The painful delusion of selfishness

What if the self you try to protect, the ‘thing-possessor’, is an empty myth? Photo by Niclas Gustafsson on Unsplash

It seems as though you would be happy grabbing things to yourself.  And so you try to gather money; you gather friends; you gather resources; you gather praise.  But it doesn’t make you as happy as you thought you would be.  Worse still, the harder you try to gather money, the more it fritters away; the harder you try to gather friends, the more they disappear; the more you try to gather resources, the more they deplete; and the more you try to gather praise, the more you seem to attract condemnation.
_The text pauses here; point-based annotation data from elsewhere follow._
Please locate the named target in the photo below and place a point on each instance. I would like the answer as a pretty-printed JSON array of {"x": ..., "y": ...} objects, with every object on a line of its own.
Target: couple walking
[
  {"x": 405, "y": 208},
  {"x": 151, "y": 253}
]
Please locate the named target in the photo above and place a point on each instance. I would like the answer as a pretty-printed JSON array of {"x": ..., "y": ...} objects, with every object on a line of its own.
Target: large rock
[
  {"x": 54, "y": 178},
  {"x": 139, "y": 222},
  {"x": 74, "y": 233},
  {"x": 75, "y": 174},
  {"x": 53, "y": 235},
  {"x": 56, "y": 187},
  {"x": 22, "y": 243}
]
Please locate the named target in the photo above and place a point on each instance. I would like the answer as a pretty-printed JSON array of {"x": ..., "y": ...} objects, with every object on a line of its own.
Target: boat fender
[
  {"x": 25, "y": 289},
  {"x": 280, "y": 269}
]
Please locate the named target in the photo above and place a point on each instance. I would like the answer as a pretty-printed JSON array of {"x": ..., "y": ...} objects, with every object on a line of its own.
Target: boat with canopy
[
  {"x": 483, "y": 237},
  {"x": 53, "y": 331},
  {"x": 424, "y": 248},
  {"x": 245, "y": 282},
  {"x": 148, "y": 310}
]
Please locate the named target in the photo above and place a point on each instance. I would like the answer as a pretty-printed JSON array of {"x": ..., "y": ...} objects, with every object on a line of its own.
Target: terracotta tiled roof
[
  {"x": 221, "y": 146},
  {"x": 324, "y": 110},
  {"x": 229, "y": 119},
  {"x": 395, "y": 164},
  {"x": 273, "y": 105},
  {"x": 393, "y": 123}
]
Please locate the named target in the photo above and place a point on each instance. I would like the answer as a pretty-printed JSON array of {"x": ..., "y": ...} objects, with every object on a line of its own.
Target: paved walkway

What is happening?  Many people, at this point, collapse in a heap of breakdown.  ‘The world is cruel,’ they say.  ‘People are so mean.’  And they then spend inordinate amounts of time phoning up their friends and complaining about it.  ‘I was talking to so-and-so yesterday, and they were so mean to me,’ they say.  Soon, their friends stop taking their calls.  These same friends have tried to talk about their own problems sometimes, but have been met with a barrage of ‘Oh, that reminds me of a problem I have…’  All problems are boxed and packaged so that they can be presented from the point of view of this one sufferer, who cannot escape their own suffering.

I repeat, what is happening?  What is the mechanism by which a person can get so involved in their own problems, that they cease to be able to deal with anything else, and collapse in a heap?


The biggest mistake such people make, is that they take themselves too seriously.  That is to say, they look at their finances, their friendships, their resources and their reputation, and they actually believe that money, people, resources and reputation BELONG to them, and MUST belong to them, as a first principle.

Unfortunately, this is a factual mistake.  When we say ‘my’ money, ‘my’ friend, etc., we are invoking an untrue myth.  Actually, the money is not ours.  A simple contemplation of the facts of life – that, in the end, we die – should confirm to us that there is no point in insisting that we can accumulate such things in any lasting way.  And the friends are not ours.  Observation of human behaviour should tell us that people are attracted and repelled like the wind, and we cannot rely on friendships as an inalienable possession.

In short, there is no self that is the owner of such things.  If we examine the truth, we will discover that the self we thought we were protecting, by amassing such possessions, has no continuity, and – worse still – doesn’t even exist!  The self, the ‘thing-possessor’, is just a label, no more.


The good news is that this means there is a way out of the suffering caused by clinging to the self, and trying to amass possessions to it.  This also means, fortunately, that there is a way out of all the associated uncomfortable emotions and behaviours, such as jealousy, envy, possessiveness, vengefulness, anger, and many forms of depression.

This is the bit that many people trapped in selfishness will not like.  Here it comes…

If we are desperately unhappy about our finances, our friendships, our resources, or our reputations, then all we have to do to be happy is detach ourselves from our finances, our friendships, our resources, and our reputations.

This will free us from the obsessive rumination that exhausts our mind.  We need to be able to set aside these concerns, so that we can be happy.

This makes no sense to the person obsessed with accumulation.  They are so fixed on winning this invented game, that they cannot open their minds to the possibility that it might be just that – an invented game that they can set aside.  They are trapped on a wheel of discomfort.

But to the person who wants to wake up, it makes sense.  Slowly, but surely, we can train our minds to understand that our circumstances are merely labels, and that our selfish intentions are merely emptiness.  Our selfishness is not evil – it’s simply a delusion, a mistake.  We are free at any time to acknowledge the mistake, and become free of our obsessive concern for ourselves.